Semejante desfachatez y la insólita propuesta del jefe de bancada del PLC, Enrique Quiñónez, de proponer a la señora Flores de Alemán para próxima presidenta de Nicaragua, demuestra el envilecimiento de la clase política dominante cuyos miembros más prominentes consideran que es normal apropiarse de los recursos del Estado, como si éste fuera un botín personal y familiar.
Ahora bien, precisamente porque la rapaz corrupción del ex presidente Arnoldo Alemán salpicó a toda su familia, pareciera un disparate lo dicho por Enrique Quiñónez sobre las posibilidades de la señora María Fernanda Flores de Alemán para ser candidata presidencial del PLC. Lo cierto es que, a como están las cosas, y mientras sigan saliendo a luz pública los abusos que cometió el ex presidente Alemán con los recursos del Estado para su provecho personal y familiar, cuesta mucho creer que habría una cantidad estimable de electores dispuestos a votar por la señora de Alemán.

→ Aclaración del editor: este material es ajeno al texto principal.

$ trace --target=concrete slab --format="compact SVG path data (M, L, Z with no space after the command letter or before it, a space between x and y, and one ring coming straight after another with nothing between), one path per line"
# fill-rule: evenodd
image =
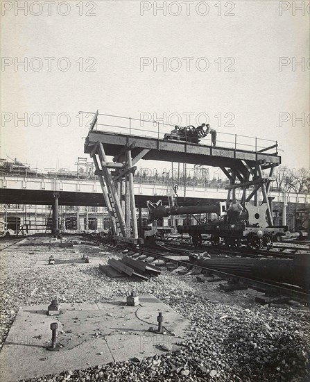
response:
M55 258L55 264L49 264L49 259L47 260L38 260L35 264L35 268L41 268L42 267L55 267L55 265L72 265L72 264L82 265L98 265L102 263L102 258L97 257L89 257L89 263L85 263L84 260L80 258L69 258L69 259L61 259Z
M62 304L57 316L46 306L21 308L0 353L0 381L11 382L65 370L83 369L172 351L188 335L189 322L151 294L140 295L140 305L125 299L97 304ZM148 331L162 313L166 334ZM51 322L58 324L59 351L49 351Z

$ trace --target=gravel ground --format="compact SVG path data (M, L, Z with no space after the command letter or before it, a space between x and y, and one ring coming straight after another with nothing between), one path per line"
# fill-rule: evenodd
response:
M30 243L28 240L26 242ZM261 307L250 290L221 292L217 283L198 283L195 276L166 271L149 281L110 279L98 267L57 265L34 268L37 260L121 255L102 247L76 245L60 249L12 246L0 254L2 347L20 306L60 301L95 302L124 297L135 290L152 293L186 317L193 339L184 340L185 350L128 361L32 381L307 381L310 375L310 312L300 305Z

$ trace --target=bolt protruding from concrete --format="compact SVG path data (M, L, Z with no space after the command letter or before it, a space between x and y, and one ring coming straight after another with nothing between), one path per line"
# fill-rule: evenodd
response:
M157 322L158 322L158 331L160 333L162 333L162 322L163 321L163 317L162 317L162 312L160 312L158 313L158 316L157 316Z
M58 324L57 322L52 322L51 324L51 330L52 331L52 349L56 347L56 331L58 328Z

Además, si fuera cierto que ella quiere ser presidenta de Nicaragua y que cuenta con el apoyo de un importante sector de su partido, sería muy difícil que lograra pasar por encima de otros personajes que tienen la misma aspiración presidencial, como José Rizo, Wilfredo Navarro, Eduardo Montealegre, Francisco Aguirre Sacasa y otros que seguramente saldrán más adelante.
Pero todo puede ocurrir en Nicaragua, inclusive que Arnoldo Alemán regrese al poder presidencial debajo de las enaguas de su mujer y que restablezca la corrupción que practicó cuando fue Presidente de la República de enero de 1997 a enero del 2002. ¿Acaso Arnoldo Alemán no obtuvo una masiva y victoriosa votación en octubre de 1996, a pesar de que toda Nicaragua conocía la corrupción que él practicó en la Alcaldía de Managua? Y Daniel Ortega, no obstante sus escabrosos antecedentes —inclusive la vergonzosa acusación de Zoilamérica Narváez— ¿acaso no obtuvo casi un millón de votos en las elecciones presidenciales de noviembre del 2001? ¿Quién podría asegurar que pese al repudio popular que hay ahora hacia Arnoldo Alemán y sus asociados, más adelante no podría regresar triunfalmente al poder, directamente o por medio de su mujer?
Sólo eso le faltaría al pueblo nicaragüense para terminar de hundirse en la ignominia.